Now, we use the merge function to perform an inner join operation between the two dataframes.

In [15]:
totalSuicidesmerged =(pd.merge(totalSuicidesByCountry,countryLocation, on='country', how='inner'))
display(totalSuicidesmerged.head())
country suicides_no latitude longitude
0 Albania 1970 41.153332 20.168331
1 Antigua and Barbuda 11 17.060816 -61.796428
2 Argentina 82219 -38.416097 -63.616672
3 Armenia 1838 40.069099 45.038189
4 Aruba 101 12.521110 -69.968338

We can now plot the map using the Folium Libraries. We mark the countries with suicide rates with circles, with the radius of the circle depending on the number of suicides there. That is, bigger the circle on a country, the more the suicides.

In [16]:
map2 = folium.Map(location=[0, 0], zoom_start=2)
totalSuicidesmerged.apply(lambda row:folium.Circle(
                                                radius=[row["suicides_no"]], 
                                                location=[row["latitude"],row["longitude"]],
                                                popup='The Waterfront',
                                                color='blue',
                                                fill=True,
                                                ).add_to(map2), axis=1)

display(map2)

2.4 Looking at Suicide numbers vs Generation.

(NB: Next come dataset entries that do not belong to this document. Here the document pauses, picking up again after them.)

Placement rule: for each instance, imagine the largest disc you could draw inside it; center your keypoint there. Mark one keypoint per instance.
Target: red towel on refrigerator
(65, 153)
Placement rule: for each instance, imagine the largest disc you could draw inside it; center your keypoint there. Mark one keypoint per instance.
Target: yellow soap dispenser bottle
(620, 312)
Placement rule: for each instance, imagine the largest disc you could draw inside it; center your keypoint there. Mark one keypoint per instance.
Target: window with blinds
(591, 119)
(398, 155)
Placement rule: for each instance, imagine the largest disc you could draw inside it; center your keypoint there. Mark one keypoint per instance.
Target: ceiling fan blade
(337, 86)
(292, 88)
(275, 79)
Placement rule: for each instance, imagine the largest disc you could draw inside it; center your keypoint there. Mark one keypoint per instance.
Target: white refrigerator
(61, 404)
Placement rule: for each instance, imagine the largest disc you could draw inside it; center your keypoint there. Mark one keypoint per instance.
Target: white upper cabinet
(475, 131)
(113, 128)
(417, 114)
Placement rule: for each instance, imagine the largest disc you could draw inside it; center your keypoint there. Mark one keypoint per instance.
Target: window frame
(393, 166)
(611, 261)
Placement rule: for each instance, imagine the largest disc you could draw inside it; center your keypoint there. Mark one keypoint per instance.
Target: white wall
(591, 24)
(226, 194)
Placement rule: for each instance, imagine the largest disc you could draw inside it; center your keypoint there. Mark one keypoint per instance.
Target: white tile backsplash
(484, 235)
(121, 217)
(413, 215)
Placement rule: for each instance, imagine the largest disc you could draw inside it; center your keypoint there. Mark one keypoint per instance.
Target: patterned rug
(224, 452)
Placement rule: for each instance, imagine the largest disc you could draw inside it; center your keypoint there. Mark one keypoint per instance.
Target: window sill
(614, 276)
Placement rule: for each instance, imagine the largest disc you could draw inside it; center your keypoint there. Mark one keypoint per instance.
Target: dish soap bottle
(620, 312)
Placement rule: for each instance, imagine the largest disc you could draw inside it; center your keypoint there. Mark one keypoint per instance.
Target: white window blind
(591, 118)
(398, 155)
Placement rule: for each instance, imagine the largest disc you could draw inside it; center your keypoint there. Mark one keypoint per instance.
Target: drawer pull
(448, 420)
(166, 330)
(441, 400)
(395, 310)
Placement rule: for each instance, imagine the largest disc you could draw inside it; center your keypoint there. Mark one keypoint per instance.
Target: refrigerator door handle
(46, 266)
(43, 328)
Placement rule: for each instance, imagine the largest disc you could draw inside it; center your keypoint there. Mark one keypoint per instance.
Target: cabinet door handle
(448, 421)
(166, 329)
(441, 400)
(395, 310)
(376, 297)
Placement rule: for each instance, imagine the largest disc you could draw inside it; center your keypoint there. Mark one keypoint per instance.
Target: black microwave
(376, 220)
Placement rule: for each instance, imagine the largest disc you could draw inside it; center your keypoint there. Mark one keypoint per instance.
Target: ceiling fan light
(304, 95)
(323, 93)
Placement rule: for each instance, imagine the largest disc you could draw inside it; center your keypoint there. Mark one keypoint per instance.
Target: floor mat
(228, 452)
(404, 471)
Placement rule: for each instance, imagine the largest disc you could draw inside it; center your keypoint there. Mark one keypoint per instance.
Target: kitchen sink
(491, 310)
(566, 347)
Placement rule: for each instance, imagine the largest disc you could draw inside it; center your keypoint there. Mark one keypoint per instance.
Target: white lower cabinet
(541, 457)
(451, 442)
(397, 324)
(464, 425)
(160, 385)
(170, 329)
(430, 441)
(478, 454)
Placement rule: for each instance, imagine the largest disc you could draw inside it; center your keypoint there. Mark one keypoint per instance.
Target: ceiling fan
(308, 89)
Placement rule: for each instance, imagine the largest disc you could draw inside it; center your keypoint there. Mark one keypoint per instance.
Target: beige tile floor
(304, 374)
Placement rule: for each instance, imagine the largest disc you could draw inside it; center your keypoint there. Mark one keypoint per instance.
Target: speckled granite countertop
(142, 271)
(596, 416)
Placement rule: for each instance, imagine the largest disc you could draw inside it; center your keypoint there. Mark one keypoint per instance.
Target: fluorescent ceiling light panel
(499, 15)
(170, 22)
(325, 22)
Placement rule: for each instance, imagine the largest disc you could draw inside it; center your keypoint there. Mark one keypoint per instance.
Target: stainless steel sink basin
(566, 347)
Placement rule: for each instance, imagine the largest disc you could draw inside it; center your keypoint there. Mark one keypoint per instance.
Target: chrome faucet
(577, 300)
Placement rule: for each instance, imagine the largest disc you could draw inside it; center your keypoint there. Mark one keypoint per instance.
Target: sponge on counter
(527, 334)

There are multiple articles, like this one titled 'More Millennials Are Dying 'Deaths of Despair' that talk about some generations of people tend to have higher tendencies that lead to them being more likely to commit suicide. It's definitely an important factor to consider when trying to identify possible influences on suicide numbers for a group of people.

We decide to first see the different generations that were present in the data.

In [17]:
print(df['generation'].unique())
['Generation X' 'Silent' 'G.I. Generation' 'Boomers' 'Millenials'
 'Generation Z']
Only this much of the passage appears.